Sempre più spesso accade che un’attività chiuda, lasciando dietro di se ingenti debiti nei confronti dei lavoratori dipendenti.

In questi casi, il lavoratore, anche se munito di titolo esecutivo (decreto ingiuntivo o sentenza) ed intenzionato a pignorare i beni aziendali si trova nell’impossibilità di azionare il proprio credito per incapienza della società.

Dal 1982 l’INPS ha predisposto un fondo di garanzia per tutti i lavoratori dipendenti volto al pagamento del TFR in sostituzione del datore di lavoro insolvente.

I CREDITI TUTELATI

L’INPS, al ricorrere di determinate condizioni, garantisce il pagamento dell’intero TFR, e degli ultimi tre mesi di retribuzione, purchè rientrino nei 12 mesi che precedono i seguenti termini:

– la data della domanda diretta all’apertura del fallimento del datore di lavoro;

– la data di deposito del ricorso per la tutela dei crediti da lavoro;

– la data del provvedimento di messa in liquidazione dell’impresa.

I REQUISITI DI ACCESSO

Il lavoratore che voglia accedere al fondo di garanzia INPS dovrà dimostrare preliminarmente la cessazione della prestazione di lavoro.

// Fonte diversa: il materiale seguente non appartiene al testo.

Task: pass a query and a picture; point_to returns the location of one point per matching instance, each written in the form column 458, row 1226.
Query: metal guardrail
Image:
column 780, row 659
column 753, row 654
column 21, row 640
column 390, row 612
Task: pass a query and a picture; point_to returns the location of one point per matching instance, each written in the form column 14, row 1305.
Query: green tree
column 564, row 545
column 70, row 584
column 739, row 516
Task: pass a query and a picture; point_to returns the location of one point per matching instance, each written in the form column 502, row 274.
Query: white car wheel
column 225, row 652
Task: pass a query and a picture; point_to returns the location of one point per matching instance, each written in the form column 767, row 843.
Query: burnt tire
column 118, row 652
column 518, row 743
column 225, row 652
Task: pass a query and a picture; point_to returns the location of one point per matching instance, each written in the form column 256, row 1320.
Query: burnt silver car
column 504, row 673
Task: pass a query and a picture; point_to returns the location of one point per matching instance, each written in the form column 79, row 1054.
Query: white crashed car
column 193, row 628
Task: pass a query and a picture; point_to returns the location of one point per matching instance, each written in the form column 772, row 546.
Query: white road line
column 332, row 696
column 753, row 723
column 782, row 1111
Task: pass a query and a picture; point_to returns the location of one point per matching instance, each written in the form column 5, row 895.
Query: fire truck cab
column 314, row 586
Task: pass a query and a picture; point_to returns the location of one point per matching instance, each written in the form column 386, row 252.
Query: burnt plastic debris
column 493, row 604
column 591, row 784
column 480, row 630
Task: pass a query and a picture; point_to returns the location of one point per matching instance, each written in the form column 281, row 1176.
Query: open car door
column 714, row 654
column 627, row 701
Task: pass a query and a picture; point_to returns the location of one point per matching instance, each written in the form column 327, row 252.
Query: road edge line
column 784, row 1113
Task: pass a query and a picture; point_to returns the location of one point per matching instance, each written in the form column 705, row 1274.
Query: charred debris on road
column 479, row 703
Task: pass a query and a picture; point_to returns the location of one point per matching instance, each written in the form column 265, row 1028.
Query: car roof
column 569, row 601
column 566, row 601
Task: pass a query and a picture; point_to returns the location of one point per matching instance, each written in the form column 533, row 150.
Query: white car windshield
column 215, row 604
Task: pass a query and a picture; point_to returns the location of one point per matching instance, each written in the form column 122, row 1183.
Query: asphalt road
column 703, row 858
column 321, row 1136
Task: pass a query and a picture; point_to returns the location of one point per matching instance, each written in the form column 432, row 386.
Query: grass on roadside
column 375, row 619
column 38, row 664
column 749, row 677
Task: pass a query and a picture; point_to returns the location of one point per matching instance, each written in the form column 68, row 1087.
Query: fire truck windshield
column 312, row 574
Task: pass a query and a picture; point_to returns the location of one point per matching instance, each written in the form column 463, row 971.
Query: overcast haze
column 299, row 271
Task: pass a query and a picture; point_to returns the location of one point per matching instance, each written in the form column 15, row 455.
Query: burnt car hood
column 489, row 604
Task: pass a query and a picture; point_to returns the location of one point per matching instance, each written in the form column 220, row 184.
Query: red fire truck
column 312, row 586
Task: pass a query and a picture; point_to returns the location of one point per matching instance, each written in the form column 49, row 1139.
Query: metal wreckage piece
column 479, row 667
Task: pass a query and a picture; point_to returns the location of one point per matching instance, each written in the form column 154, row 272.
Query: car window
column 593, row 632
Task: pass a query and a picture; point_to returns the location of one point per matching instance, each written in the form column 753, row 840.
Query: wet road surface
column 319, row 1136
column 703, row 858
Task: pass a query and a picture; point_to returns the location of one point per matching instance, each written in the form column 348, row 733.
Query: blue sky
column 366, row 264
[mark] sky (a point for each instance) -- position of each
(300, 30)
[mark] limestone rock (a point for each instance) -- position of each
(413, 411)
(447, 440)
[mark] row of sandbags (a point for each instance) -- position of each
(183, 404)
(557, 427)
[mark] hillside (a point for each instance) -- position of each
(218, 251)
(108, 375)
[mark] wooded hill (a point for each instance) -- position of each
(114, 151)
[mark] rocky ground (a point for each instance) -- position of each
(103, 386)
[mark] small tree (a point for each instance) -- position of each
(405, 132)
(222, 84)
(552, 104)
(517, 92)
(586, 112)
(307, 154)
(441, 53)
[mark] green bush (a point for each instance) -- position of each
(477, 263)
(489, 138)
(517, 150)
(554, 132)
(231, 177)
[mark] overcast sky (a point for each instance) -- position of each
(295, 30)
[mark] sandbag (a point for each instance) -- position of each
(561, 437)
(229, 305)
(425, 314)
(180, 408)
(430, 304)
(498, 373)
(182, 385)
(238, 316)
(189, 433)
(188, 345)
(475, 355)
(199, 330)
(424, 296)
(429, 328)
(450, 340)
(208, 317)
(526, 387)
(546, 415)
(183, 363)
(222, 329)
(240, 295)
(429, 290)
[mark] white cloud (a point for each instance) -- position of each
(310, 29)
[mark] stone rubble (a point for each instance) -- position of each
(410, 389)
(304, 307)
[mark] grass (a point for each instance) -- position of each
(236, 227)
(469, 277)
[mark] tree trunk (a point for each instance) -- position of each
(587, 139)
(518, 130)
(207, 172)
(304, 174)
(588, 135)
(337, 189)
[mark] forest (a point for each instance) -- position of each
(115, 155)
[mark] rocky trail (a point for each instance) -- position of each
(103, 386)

Se il datore di lavoro è un soggetto fallibile, sarà necessario presentare istanza di fallimento, formulare istanza di insinuazione al passivo fallimentare del credito e quindi, dimostrare che il fallimento non potrà liquidare il creditore del lavoratore.

Di converso, se il datore di lavoro non è soggetto fallibile (poiché troppo piccolo) sarà necessario dimostrare l’inapplicabilità al datore di lavoro delle procedure concorsuali, l’esistenza del credito e l’insufficienza delle garanzie patrimoniali del datore di lavoro a seguito di esecuzione forzata.

All’avverarsi di tutti i requisti sarà possibile formulare istanza telematica di accesso al fondo di Garanzia INPS e richiedere il pagamento di TFR e ultime tre retribuzioni.